SCP-2534-JP及びSCP-2534-JP-aの作成者は判明していません。現在発見されているSCP-2534-JPが全て日本の東北地方で発見されていることから、当該地域にSCP-2534-JPを作成している存在が生息または所在している可能性が指摘されていますが、調査にかかる費用の膨大さからその捜索は無期限に延期されています。
収容経緯: SCP-2534-JPがAnomalousアイテムとしてサイト-81E5にて収容されていた際、収容中のアイテム███点の中で10点以上のアイテムにSCP-2534-JP-aが付与されていることは判明していました。しかし、アイテムそのものの異常性および重要性の低さから詳細な調査は保留されていました。

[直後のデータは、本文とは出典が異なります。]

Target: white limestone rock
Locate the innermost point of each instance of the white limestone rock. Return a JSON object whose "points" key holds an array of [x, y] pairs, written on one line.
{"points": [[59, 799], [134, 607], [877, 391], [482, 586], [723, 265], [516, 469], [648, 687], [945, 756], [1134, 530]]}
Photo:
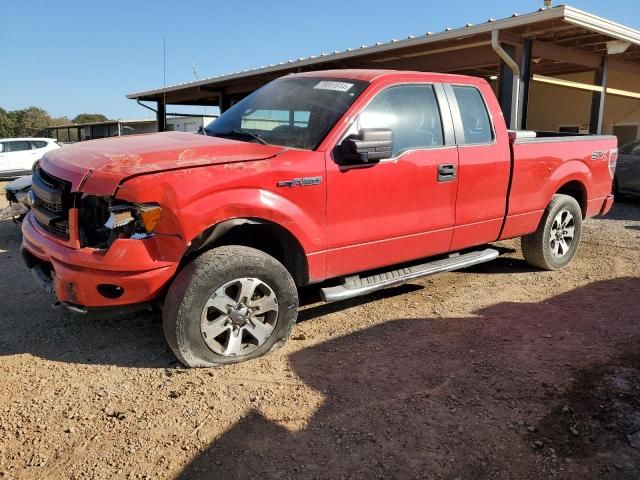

2032年6月、サイト-81E5において低脅威度物品収容ロッカーの存在する東部地区の土地が売却対象となった際、当ロッカーに収容中のAnomalousアイテムを全てアノマリーオークションへ出品することが決定されました。その出品リストの作成中、サイト-81E5職員である夏宮博士からSCP-2534-JPの収容申請書が提出されました。申請書には、SCP-2534-JP-aが付与されていたAnomalousアイテムのうち4点が収容対象として列記されていました。
SCP-2534-JP収容申請書
(前半部分は申請手続き上の夏宮博士及びSCP-2534-JPの詳細な記録のため省略)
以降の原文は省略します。